Great companies need great teams to propel their operations. Join the group that solves business challenges and enhances the way we work and grow. You’ll have an incredible opportunity to grow your career in a company that values your contributions and puts a premium on work flexibility, learning, and career development.
Client is responsible for all Claims Operation and Management functions of Medical Assistance Services. The primary role of a Claims Resolution Specialist is to provide exceptional customer support for incoming and outgoing Provider Claims processing.
Your role in our mission
Help create the power in our processes as we develop purpose-built technologies and solutions that yield better health and human services outcomes.
- Review and research claims based on claims processing guidelines.
- Refer claims to the appropriate department.
- Prepare Return to Provider (RTP) forms as necessary when required claim information is missing or invalid.
- Self-motivated with good time management and organization skills.

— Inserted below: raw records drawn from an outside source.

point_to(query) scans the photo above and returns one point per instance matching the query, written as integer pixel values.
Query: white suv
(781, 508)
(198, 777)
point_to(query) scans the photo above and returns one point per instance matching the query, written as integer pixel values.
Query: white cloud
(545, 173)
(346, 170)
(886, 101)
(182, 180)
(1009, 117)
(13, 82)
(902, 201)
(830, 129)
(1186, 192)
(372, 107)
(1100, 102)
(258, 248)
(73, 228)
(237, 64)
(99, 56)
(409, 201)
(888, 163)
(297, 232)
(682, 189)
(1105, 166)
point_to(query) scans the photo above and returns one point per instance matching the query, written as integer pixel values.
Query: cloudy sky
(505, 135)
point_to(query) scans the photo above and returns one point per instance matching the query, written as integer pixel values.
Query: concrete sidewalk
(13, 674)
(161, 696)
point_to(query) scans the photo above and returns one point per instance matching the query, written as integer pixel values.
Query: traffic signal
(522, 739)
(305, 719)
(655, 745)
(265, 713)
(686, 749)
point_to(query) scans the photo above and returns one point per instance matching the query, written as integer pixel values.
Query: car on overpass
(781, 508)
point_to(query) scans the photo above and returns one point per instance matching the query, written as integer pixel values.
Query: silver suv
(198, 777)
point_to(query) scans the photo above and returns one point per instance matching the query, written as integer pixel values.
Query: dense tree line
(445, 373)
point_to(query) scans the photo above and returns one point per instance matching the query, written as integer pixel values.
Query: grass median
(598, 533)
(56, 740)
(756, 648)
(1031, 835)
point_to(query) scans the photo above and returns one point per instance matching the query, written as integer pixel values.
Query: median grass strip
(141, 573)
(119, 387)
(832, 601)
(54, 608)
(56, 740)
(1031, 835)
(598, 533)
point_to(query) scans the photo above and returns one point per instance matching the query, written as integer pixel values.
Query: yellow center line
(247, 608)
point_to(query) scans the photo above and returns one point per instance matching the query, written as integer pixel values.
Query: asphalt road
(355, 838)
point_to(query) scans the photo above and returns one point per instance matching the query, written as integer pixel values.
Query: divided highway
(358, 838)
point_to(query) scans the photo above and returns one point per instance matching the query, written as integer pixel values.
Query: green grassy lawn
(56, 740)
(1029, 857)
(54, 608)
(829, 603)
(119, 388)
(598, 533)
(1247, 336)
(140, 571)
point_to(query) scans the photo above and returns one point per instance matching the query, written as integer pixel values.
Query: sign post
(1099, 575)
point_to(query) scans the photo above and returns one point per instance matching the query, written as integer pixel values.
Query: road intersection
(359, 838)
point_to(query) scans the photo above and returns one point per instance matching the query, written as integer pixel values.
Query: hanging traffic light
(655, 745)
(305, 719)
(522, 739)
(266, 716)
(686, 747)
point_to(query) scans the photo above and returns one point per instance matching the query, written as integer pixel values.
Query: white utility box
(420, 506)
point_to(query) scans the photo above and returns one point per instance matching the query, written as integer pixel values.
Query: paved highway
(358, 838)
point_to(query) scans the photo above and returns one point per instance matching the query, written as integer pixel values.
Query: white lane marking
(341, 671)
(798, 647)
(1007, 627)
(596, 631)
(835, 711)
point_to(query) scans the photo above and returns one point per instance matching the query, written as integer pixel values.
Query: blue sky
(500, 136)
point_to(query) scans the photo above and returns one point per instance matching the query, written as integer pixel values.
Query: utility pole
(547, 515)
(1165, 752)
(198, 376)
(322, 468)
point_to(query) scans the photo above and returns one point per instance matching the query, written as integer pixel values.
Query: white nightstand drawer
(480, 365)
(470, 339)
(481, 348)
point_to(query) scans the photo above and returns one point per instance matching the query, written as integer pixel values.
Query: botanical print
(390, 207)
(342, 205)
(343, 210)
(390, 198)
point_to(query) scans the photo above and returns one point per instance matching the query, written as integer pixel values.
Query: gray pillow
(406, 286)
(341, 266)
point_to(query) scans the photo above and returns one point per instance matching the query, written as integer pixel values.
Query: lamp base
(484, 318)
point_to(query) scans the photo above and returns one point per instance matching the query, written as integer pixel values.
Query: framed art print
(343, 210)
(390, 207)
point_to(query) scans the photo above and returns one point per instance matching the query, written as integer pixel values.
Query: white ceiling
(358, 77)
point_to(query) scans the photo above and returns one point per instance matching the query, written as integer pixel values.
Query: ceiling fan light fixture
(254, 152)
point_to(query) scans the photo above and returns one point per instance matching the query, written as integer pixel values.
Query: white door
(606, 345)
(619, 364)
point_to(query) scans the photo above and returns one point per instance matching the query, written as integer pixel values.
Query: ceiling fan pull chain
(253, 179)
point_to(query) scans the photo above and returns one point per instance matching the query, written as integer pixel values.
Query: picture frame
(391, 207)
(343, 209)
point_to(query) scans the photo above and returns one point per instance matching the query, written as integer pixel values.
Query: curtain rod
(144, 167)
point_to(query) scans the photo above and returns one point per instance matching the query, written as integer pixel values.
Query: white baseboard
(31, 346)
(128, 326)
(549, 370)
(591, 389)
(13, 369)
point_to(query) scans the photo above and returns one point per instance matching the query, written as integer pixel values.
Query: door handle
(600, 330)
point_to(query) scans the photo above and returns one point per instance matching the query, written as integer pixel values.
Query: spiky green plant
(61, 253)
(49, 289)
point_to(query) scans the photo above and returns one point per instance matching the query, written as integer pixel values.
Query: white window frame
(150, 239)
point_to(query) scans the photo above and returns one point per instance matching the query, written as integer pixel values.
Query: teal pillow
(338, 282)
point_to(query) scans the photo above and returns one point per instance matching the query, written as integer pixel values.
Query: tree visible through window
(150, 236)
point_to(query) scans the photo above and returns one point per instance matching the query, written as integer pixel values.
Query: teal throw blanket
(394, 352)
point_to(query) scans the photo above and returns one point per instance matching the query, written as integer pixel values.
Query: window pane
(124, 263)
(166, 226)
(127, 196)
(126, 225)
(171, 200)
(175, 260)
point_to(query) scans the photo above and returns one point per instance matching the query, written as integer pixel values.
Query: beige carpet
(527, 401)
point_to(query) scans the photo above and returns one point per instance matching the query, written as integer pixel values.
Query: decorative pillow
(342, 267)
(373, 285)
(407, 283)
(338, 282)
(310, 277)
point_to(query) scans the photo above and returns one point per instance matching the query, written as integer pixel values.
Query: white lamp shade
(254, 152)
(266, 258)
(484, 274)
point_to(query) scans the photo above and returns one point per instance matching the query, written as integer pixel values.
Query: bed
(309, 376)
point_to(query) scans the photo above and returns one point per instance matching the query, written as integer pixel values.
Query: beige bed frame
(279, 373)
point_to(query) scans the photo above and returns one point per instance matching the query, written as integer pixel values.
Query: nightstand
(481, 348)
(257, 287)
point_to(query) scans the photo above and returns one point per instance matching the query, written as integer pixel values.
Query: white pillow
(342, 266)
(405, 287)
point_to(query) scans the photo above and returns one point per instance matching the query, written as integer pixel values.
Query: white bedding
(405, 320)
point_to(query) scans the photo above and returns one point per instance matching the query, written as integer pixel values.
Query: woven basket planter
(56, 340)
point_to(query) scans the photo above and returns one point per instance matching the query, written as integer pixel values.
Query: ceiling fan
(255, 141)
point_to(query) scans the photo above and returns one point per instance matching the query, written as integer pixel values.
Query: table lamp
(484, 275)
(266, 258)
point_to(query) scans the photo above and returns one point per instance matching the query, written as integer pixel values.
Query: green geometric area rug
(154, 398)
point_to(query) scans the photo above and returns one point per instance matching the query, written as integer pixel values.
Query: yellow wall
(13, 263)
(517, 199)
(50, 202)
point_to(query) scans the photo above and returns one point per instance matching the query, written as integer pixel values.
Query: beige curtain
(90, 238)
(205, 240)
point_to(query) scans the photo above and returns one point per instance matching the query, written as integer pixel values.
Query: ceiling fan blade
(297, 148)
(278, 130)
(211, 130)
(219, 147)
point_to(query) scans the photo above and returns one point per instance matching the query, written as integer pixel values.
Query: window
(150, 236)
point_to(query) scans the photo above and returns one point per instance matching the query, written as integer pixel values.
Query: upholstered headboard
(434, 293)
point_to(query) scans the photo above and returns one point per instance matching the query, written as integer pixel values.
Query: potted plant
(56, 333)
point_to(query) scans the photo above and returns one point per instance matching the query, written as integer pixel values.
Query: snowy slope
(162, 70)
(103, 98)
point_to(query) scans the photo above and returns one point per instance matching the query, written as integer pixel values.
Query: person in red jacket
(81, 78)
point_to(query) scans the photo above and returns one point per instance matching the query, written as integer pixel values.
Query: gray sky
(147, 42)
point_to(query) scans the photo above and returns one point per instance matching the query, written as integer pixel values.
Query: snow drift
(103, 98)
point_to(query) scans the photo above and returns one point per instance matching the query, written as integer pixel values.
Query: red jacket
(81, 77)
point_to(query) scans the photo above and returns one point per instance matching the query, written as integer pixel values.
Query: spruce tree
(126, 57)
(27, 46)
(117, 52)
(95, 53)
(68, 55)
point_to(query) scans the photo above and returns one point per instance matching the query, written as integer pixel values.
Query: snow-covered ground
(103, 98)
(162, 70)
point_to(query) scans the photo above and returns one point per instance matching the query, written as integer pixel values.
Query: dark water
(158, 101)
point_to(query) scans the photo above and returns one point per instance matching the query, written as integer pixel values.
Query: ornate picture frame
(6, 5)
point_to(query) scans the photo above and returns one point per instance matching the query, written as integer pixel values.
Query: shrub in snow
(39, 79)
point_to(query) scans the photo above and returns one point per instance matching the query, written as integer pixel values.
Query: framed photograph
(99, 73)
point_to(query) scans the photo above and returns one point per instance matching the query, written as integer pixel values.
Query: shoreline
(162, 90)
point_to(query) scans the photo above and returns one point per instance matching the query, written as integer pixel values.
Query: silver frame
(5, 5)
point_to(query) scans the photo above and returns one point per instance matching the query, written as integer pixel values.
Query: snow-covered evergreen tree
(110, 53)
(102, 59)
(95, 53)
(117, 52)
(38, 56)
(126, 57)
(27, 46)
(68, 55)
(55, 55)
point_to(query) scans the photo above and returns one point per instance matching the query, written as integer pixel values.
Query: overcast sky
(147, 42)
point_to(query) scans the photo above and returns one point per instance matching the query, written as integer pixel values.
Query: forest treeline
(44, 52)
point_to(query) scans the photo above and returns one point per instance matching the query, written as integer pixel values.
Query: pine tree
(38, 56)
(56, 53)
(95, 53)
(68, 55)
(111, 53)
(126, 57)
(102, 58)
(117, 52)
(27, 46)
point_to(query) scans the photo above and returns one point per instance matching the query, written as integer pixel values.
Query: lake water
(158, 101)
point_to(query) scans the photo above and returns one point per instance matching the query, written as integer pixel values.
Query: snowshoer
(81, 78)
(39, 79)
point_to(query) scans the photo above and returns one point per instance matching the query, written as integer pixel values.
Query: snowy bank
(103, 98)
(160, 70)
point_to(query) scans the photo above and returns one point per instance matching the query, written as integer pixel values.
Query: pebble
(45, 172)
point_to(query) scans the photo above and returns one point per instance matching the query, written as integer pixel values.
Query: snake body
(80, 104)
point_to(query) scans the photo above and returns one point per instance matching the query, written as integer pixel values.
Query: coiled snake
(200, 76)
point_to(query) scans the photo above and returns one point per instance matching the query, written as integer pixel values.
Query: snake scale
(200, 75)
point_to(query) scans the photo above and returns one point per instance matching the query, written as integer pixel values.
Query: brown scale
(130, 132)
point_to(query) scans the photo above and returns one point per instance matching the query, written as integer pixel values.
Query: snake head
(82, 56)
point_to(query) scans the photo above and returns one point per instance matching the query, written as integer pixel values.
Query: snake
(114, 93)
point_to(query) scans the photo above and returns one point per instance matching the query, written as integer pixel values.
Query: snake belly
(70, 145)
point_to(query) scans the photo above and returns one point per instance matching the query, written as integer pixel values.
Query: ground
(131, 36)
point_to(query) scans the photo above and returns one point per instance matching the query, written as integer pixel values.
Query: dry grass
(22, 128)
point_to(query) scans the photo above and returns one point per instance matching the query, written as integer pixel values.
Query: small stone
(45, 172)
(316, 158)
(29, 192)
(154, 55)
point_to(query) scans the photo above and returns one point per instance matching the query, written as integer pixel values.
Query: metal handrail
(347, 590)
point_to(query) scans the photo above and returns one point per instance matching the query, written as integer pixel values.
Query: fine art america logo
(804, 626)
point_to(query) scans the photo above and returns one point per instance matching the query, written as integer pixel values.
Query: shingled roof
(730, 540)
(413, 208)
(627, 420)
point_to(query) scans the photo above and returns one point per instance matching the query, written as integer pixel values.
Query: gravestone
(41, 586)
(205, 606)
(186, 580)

- Ability to work with several different teams, tasks, and completing deadlines to ensure all work is completed accurately.
What we’re looking for
- Knowledge of the fundamental concepts and principles in the medical and/or insurance fields
- Basic reading and analysis skills to evaluate claims and make adjudication decisions
- Basic computer use skills
- Ability to multi-task across multiple claims to work efficiently
- Ability to work independently to meet individual production goals
What you should expect in this role
- Strong analytical and problem-solving skills
- Strong communication skills to communicate with clients.
- Ability to keep sensitive and confidential material private.
- Candidate must be able to come into the office for 2 weeks of training.
- The starting hours would be 8 am to 5 pm, Monday through Friday.